Bundeswehr: Högl will "Deutschland-Tempo" statt Mangelwirtschaft

"Von allem zu wenig" – so fasst die Wehrbeauftragte den aktuellen Zustand der Bundeswehr zusammen. Sie hat jetzt ihren Jahresbericht vorgestellt. Und eine kritische Zwischenbilanz der vor einem Jahr ausgerufenen Zeitenwende gezogen.

Über dieses Thema berichtet: BR24 im BR Fernsehen am .

Sie sei "aus Prinzip ungeduldig", sagt die Wehrbeauftragte des Bundestags bei der Vorstellung ihres Jahresberichts 2022. Nach den Worten von Eva Högl war die Bundeswehr noch nie so gefordert wie jetzt, da die Truppe sich auf ihren Kernauftrag konzentrieren müsse: die Bündnis- und Landesverteidigung. Doch auch ein Jahr nach der Zeitenwende-Rede des Kanzlers ist es noch ein weiter Weg bis zur vollen Einsatzbereitschaft der Bundeswehr, wie der Bericht zeigt. Deshalb fordert die Wehrbeauftragte ein "Deutschland-Tempo" auch für die Bundeswehr.

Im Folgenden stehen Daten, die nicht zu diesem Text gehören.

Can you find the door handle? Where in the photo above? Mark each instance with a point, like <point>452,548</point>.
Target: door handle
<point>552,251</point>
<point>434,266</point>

Bundeswehr-Modernisierung nach Vorbild der LNG-Terminals

Damit bezieht sich Högl auf die Flüssiggasterminals an den norddeutschen Küsten, die seit vergangenem Jahr entstehen. Das erste von ihnen in Wilhelmshaven sei nach "nur knapp zehn Monaten Planungs- und Bauzeit" eröffnet worden, notiert die SPD-Politikerin in ihrem Jahresbericht. Ein solches "Deutschland-Tempo" wünscht sie sich auch für die Bundeswehr.

Allerdings spricht im Moment wenig dafür, dass dieser Wunsch in naher Zukunft in Erfüllung gehen könnte. Und das weiß Högl natürlich. Denn das Beschaffungswesen der Bundeswehr ist nach wie vor "zu behäbig", wie sie in ihrem Bericht schreibt. Darin nennt sie eine Reihe von Beispielen.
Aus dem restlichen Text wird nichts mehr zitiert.